Anschließend las Mirjam Kristensen einen kleinen Abschnitt auf Norwegisch aus ihrem neusten Roman „Ein Nachmittag im Herbst“ (Dörlemann Verlag), die deutsche Übersetzung las der Schauspieler und Hörbuchsprecher Stephan Benson beeindruckend intensiv und versiert und zog damit das Publikum in den Bann der ebenfalls skurrilen, aber auch beängstigenden Schilderung. Die Geschichte über eine Norwegerin, deren Ehemann bei einem New York Urlaub spurlos verschwindet, ist ausgesprochen fesselnd und von einer bemerkenswerten sprachlichen Leichtigkeit. Sirkka Klöpper-Mauermann führte ein kurzes Gespräch mit der Schriftstellerin über ihren Erfolg in Norwegen, ihre Genese als Autorin und die Entstehung des aktuellen Romans.

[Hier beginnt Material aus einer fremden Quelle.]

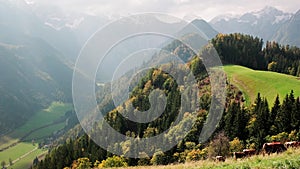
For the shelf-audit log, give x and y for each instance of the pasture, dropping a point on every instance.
(269, 84)
(40, 126)
(288, 159)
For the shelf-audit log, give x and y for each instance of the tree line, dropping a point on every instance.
(246, 50)
(240, 127)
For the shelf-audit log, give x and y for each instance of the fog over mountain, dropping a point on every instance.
(40, 41)
(268, 23)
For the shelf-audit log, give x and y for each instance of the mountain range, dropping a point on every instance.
(269, 24)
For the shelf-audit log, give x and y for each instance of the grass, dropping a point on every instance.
(269, 84)
(44, 117)
(16, 151)
(26, 162)
(40, 134)
(41, 118)
(288, 159)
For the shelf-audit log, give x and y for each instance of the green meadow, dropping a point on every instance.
(269, 84)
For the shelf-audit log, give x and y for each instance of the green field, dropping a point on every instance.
(26, 162)
(41, 118)
(269, 84)
(287, 160)
(28, 151)
(44, 117)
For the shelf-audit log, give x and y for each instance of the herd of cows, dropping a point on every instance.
(268, 148)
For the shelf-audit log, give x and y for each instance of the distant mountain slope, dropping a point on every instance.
(31, 76)
(205, 27)
(268, 24)
(269, 84)
(289, 32)
(33, 72)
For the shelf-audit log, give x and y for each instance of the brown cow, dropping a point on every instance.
(220, 158)
(292, 144)
(275, 147)
(249, 152)
(239, 155)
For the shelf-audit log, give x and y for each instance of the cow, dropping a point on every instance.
(292, 144)
(274, 147)
(220, 158)
(249, 152)
(239, 155)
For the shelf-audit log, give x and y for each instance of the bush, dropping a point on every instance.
(114, 161)
(236, 145)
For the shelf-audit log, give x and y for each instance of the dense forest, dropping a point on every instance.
(246, 50)
(240, 127)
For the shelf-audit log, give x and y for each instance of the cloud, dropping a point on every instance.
(204, 9)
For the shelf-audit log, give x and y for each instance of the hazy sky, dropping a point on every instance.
(205, 9)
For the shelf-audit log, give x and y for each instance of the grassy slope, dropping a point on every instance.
(44, 117)
(269, 84)
(41, 118)
(288, 159)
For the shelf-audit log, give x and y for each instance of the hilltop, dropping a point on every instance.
(269, 84)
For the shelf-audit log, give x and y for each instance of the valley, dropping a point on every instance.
(27, 142)
(39, 46)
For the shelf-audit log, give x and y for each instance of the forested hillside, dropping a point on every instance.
(240, 127)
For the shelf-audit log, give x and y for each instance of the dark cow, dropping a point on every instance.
(275, 147)
(239, 155)
(292, 144)
(249, 152)
(220, 158)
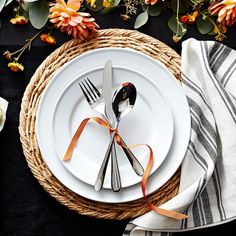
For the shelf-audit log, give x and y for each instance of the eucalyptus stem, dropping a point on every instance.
(177, 17)
(27, 45)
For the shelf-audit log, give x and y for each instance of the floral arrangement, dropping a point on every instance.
(212, 17)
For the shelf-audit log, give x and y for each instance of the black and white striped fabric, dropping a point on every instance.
(3, 111)
(207, 191)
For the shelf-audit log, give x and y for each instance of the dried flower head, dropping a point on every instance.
(7, 55)
(91, 2)
(48, 39)
(18, 20)
(151, 2)
(1, 115)
(176, 38)
(66, 17)
(226, 11)
(15, 66)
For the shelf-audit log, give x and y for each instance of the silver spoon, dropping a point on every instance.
(124, 100)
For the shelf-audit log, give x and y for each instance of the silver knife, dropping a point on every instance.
(107, 94)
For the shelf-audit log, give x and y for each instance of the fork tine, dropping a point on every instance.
(93, 86)
(86, 93)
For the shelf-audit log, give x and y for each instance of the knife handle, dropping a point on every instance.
(115, 173)
(132, 159)
(116, 183)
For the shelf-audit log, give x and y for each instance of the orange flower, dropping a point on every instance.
(18, 20)
(226, 11)
(190, 18)
(152, 2)
(48, 39)
(15, 66)
(66, 17)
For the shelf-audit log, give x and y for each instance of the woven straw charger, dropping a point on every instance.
(105, 38)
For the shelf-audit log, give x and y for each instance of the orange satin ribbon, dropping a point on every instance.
(75, 138)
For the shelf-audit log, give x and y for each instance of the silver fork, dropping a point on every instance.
(97, 103)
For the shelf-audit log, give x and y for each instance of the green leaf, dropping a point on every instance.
(26, 1)
(96, 7)
(24, 13)
(183, 7)
(108, 9)
(26, 5)
(8, 2)
(141, 20)
(116, 2)
(172, 23)
(152, 10)
(2, 4)
(204, 26)
(38, 14)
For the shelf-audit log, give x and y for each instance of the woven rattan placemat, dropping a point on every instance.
(105, 38)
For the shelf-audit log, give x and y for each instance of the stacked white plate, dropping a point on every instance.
(159, 118)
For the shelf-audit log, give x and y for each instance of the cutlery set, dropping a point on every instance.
(112, 108)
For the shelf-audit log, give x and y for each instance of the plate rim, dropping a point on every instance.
(174, 80)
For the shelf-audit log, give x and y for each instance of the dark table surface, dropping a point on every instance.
(26, 208)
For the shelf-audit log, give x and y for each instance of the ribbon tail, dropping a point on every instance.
(169, 213)
(74, 140)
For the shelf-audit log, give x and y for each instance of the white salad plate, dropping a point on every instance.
(159, 118)
(150, 121)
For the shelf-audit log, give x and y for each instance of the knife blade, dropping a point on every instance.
(111, 118)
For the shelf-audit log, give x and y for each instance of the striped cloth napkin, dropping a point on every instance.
(3, 110)
(207, 191)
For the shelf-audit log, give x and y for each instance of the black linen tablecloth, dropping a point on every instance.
(26, 208)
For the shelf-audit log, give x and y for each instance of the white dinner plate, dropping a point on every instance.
(148, 72)
(150, 121)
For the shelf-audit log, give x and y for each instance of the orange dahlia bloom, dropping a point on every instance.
(226, 11)
(151, 2)
(66, 17)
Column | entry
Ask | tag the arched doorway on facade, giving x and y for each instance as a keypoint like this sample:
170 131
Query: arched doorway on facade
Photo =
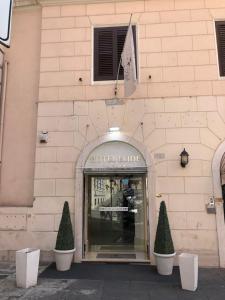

Den Abschluss bildete Matias Faldbakkens Roman „Unfun“ (blumenbar Verlag), der die Trilogie zur Skandinavischen Misanthropie vervollständigt. Leider las Faldbakken keinen norwegischen Textauszug, sondern überließ Benson die deutschsprachige Darbietung. „Unfun“ ist wie seine umstrittenen Vorgänger „The Cocka Hola Company“ und „Macht und Rebel“ recht drastisch und unverblümt. Mit Gewalt und Sexualität plagt sich diesmal die Halbafrikanerin Lucy in der norwegischen Gesellschaft herum. Seine Charaktere, so später Faldbakken im Gespräch mit Daniel Beskos vom mairisch Verlag, seien immer als Cartoon-Figuren zu verstehen: überzeichnet, karikiert, als Personifikationen einer Eigenschaft. Anti-Superhelden mit Kraft, Intelligenz, Hass oder Gewalt.
Eine Veranstaltung der literatur altonale. Mit freundlicher Unterstützung des Königlich Norwegischen Generalkonsulats und NORLA. In Kooperation mit dem mairisch Verlag.
Die Lesung fand statt am Donnerstag, den 18.06.2009, im Kulturhaus III&70 in Hamburg.